The ruling can be appealed to the full 2nd Circuit or to the U.S. Supreme Court, but it would likely be a steep and time-consuming climb even if the courts took the unusual step of considering it.

In a majority opinion written by Judge Barrington D. Parker, the 2nd Circuit said its review of labor arbitration awards “is narrowly circumscribed and highly deferential – indeed, among the most deferential in the law.”

“Our role is not to determine for ourselves whether Brady participated in a scheme to deflate footballs or whether the suspension imposed by the Commissioner should have been for three games or five games or none at all. Nor is it our role to second-guess the arbitrator’s procedural rulings,” the opinion said. “Our obligation is limited to determining whether the arbitration proceedings and award met the minimum legal standards established by the Labor Management Relations Act.”

The panel said the contract between players and the NFL gives the commissioner authority that is “especially broad.”

“Even if an arbitrator makes mistakes of fact or law, we may not disturb an award so long as he acted within the bounds of his bargained-for authority,” the court said.

In a dissent, Chief Judge Robert Katzmann said Goodell failed to even consider a “highly relevant” alternative penalty.

“I am troubled by the Commissioner’s decision to uphold the unprecedented four-game suspension,” Katzmann said. “It is ironic that a process designed to ensure fairness to all players has been used unfairly against one player.”

The NFL Players Association said in a statement that it is disappointed.

“We fought Roger Goodell’s suspension of Tom Brady because we know he did not serve as a fair arbitrator and that players’ rights were violated under our collective bargaining agreement,” the statement said. “Our union will carefully review the decision, consider all of our options and continue to fight for players’ rights and for the integrity of the game.”

NFL spokesman Brian McCarthy said the court ruled that Goodell acted properly in cases involving the integrity of the game.

“That authority has been recognized by many courts and has been expressly incorporated into every collective bargaining agreement between the NFL and NFLPA for the past 40 years,” McCarthy said.

In September, Manhattan Judge Richard Berman ruled against the league, letting Brady skip the suspension last season. Goodell insisted that the suspension was deserved.

The appeals court settled the issue well before the start of the 2016 season, avoiding the tension that built last year when Brady didn’t learn until a week before the season whether he would be allowed to start in the Patriots’ opener.

The Patriots open the 2016 season Sept. 11 at Arizona, followed by games at home against the Dolphins, Texans and Bills. Brady’s backup at quarterback is Jimmy Garoppolo, who appeared in 11 games over his first two seasons but hasn’t made a start.

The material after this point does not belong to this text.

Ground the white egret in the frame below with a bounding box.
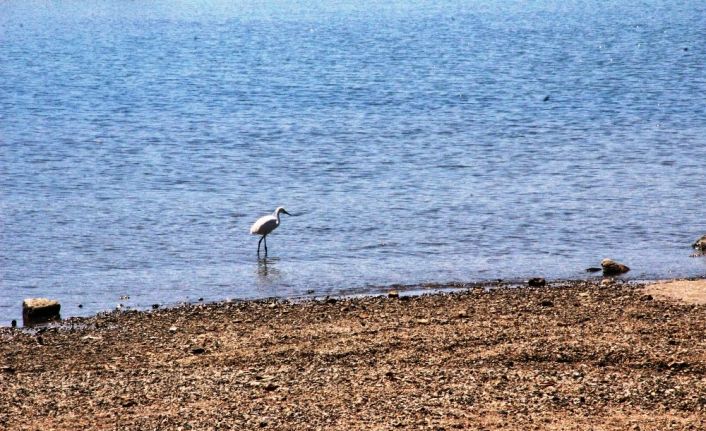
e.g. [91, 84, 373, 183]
[249, 207, 291, 255]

In oral arguments in March, appeals judges seemed skeptical of arguments on Brady’s behalf by the NFL Players Association.

Circuit Judge Denny Chin said evidence of ball tampering was “compelling, if not overwhelming” and there was evidence that Brady “knew about it, consented to it, encouraged it.”

The league argued that it was fair for Goodell to severely penalize Brady after he concluded the star quarterback tarnished the game by impeding the NFL’s investigation by destroying a cellphone containing nearly 10,000 messages.

Parker said the cellphone destruction raised the stakes “from air in a football to compromising the integrity of a proceeding that the commissioner had convened.”

“So why couldn’t the commissioner suspend Mr. Brady for that conduct alone?” he asked. Parker added: “With all due respect, Mr. Brady’s explanation of that made no sense whatsoever.”

Parker also was critical of the NFL during the arguments, saying Brady’s lengthy suspension seemed at “first blush a draconian penalty.”